A: Of course, there is a stalemate at the moment. Paradoxically, it’s about these safeguards files and Iran wants the files closed. And the E3 and director of the IAEA say it’s still open and still want some clarification, so we do have a stalemate. However, I have to say these safeguards issues are not direct part of the JCPOA; something outside of the JCPOA and the issue is twenty years old. Basically, that was not much of a problem in 2015. However, now, some member states and the director of the IAEA insist they have to have some clarifications... indirect link to the JCPOA. It does not refer to this special issue, but it’s an outside issue.

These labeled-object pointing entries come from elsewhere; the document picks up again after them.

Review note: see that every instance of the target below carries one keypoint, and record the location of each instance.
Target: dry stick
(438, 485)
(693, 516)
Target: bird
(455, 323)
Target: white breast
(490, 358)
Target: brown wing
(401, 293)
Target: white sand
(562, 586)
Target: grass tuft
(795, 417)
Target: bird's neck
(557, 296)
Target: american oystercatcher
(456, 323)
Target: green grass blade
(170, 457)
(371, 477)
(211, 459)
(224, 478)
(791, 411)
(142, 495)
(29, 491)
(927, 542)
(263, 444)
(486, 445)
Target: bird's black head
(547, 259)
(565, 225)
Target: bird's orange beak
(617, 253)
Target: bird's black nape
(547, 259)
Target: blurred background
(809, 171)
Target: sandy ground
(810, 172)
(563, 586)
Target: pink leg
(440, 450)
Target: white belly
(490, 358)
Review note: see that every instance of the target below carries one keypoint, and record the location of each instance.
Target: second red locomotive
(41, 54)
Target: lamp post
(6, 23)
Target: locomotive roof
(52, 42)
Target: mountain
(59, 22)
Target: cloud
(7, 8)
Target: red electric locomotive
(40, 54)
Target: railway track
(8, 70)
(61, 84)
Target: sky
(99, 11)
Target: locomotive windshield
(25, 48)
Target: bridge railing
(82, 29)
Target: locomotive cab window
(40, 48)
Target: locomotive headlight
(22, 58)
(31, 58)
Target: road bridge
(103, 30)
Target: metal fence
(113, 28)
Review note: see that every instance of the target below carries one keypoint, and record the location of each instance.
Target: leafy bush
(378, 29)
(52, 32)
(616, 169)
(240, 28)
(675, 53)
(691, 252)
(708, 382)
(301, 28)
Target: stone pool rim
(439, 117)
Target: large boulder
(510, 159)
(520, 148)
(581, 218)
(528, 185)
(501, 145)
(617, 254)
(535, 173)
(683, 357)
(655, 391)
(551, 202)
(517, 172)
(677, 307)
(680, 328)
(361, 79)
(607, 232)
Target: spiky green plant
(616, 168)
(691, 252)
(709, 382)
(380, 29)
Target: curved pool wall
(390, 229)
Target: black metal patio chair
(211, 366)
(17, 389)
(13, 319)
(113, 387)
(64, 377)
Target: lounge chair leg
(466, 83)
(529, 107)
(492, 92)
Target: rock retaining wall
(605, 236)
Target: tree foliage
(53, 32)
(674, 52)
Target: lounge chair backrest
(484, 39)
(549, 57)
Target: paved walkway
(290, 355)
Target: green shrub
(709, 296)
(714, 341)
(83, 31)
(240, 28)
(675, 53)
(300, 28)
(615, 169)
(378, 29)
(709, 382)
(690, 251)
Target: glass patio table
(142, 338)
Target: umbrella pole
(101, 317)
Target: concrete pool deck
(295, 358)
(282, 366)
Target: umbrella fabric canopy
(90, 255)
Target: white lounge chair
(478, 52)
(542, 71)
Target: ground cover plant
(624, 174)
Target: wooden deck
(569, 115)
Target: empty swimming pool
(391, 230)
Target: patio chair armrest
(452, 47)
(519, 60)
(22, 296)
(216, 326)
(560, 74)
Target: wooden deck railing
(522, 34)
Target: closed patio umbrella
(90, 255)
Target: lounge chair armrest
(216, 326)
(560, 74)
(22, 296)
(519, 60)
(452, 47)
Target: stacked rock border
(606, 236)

“If there is no JCPOA, to my mind, it would be tragic not only for the nuclear issue but for the whole region, because Israel will cry foul.”I do think it’s paradoxical that an outside issue might be a stalemate for the JCPOA which is unfortunate. To my mind, it’s a minor issue. Of course, it’s important for Iran and it seems to be important for the E3 … to my mind it’s a minor issue which should be resolved. So there are three possibilities: one is that the stalemate will continue and we will not have JCPOA, which would be tragic. The second possibility would be that it will be solved before the JCPOA will be implemented; that would be the best solution.
The third one is a little bit shaky, that they agree to sign the JCPOA and the issue has to be solved within 120 days until JCPOA gets re-implemented; re-implementation, you call it that way. But if then still the IAEA comes and say that’s not solved and the JCPOA is in danger again. So, I don’t know what kind of flexibility is still possible; I’m not an engineer from the IAEA but I assume there are some technical compromises as well which I don’t know what it can be, but I assume that may be possible. Of course, now, all the sides are playing hard and that’s why we have a stalemate, but we have seen Iran has been very flexible in the past when it comes to the IRGC. So I get my guess that it could be solved before the JCPOA will be signed (revived).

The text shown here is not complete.